Future research may clarify whether patients with HIV are susceptible to diseases such as atrial fibrillation at a young age. In the meantime, routine screening for certain co-morbidities could reduce the incidence of CVD in HIV-positive patients if implemented in clinical practice. A significant proportion of patients with HIV have hepatitis C virus (HCV) infection [8], which has been associated with cardiac dysfunction and heart failure even in the absence of coronary artery disease. A study [9] published in August 2021 explored the relationships of HIV and HCV infections with incident LV dysfunction (systolic or diastolic) in participants in The Women's Interagency HIV Study. The analysis included 311 women, of which 70% were HIV-positive and 20% were HCV-positive. Repeat echocardiography over a period of 12 years showed that nearly 14% of participants developed LV dysfunction. Women with HIV–HCV co-infection had a significantly increased risk for incident LV dysfunction compared with non-infected patients. HCV monoinfection was also associated with an elevated risk of developing LV dysfunction.
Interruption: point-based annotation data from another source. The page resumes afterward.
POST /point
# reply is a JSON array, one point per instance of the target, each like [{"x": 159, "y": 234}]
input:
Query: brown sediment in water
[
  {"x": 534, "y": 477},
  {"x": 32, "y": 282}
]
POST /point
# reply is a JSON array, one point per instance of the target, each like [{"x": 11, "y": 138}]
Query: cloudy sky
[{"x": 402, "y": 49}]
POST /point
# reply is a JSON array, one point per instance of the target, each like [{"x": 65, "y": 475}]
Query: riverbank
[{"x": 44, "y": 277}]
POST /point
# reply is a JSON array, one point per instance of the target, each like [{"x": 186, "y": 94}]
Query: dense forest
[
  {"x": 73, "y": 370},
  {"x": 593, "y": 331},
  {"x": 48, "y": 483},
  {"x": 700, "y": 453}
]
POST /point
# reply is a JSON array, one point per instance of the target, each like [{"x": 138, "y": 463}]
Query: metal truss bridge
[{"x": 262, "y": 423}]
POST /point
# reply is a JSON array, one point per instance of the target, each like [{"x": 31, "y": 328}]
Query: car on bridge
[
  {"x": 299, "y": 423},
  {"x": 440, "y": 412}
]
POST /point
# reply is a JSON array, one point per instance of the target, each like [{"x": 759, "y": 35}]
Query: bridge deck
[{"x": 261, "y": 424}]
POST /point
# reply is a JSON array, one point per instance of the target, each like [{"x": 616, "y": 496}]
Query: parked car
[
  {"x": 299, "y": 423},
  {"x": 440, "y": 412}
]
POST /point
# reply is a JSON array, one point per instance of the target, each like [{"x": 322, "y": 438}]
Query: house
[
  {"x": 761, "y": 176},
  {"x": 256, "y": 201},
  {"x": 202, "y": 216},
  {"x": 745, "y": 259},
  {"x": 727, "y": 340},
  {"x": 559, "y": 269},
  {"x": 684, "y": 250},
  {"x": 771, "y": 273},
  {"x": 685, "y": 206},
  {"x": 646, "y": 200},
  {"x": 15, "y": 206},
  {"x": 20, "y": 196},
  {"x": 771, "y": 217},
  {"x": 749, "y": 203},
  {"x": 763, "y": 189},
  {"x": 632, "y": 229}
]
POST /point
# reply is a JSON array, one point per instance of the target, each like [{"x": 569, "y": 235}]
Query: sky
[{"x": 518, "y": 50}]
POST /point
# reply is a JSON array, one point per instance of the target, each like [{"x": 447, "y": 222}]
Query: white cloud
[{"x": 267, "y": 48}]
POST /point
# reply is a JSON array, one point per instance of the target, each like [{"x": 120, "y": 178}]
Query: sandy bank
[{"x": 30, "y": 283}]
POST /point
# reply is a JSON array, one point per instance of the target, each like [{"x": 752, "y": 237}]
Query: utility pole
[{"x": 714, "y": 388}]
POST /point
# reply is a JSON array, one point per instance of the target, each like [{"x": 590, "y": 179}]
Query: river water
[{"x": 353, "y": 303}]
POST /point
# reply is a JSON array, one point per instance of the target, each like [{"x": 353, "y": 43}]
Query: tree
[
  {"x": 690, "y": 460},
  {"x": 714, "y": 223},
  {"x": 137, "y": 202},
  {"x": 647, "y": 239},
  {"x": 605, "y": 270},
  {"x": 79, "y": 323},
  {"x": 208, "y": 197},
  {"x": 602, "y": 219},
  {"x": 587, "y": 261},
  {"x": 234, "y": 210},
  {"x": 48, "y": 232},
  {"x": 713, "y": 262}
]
While the causal relationship between HCV infection and LV dysfunction has not been fully elucidated, screening patients with HIV for HCV co-infection could optimize their treatment and prevent cardiovascular complications.
 
In 2019, the AHA provided clinicians with a roadmap for risk assessment and prevention of atherosclerotic CVD in patients with treated HIV infection [3]. 'HIV is [now] recognized as a risk enhancer for the development of CVD,' Dr. Wu added. 'However, there remain large gaps in specific strategies to address screening, diagnosis, and management of cardiovascular disorders in the aging HIV population, particularly in the areas of heart failure, atrial fibrillation, stroke, and peripheral arterial disease. This is due to the lack of large prospective studies and randomized controlled trials focusing on people living with HIV.' Although new research continues to shape the future of clinical care, understanding the interplay between traditional CVD risk factors and HIV-specific factors marks a first step in the direction of HIV-specific cardiovascular prevention strategies.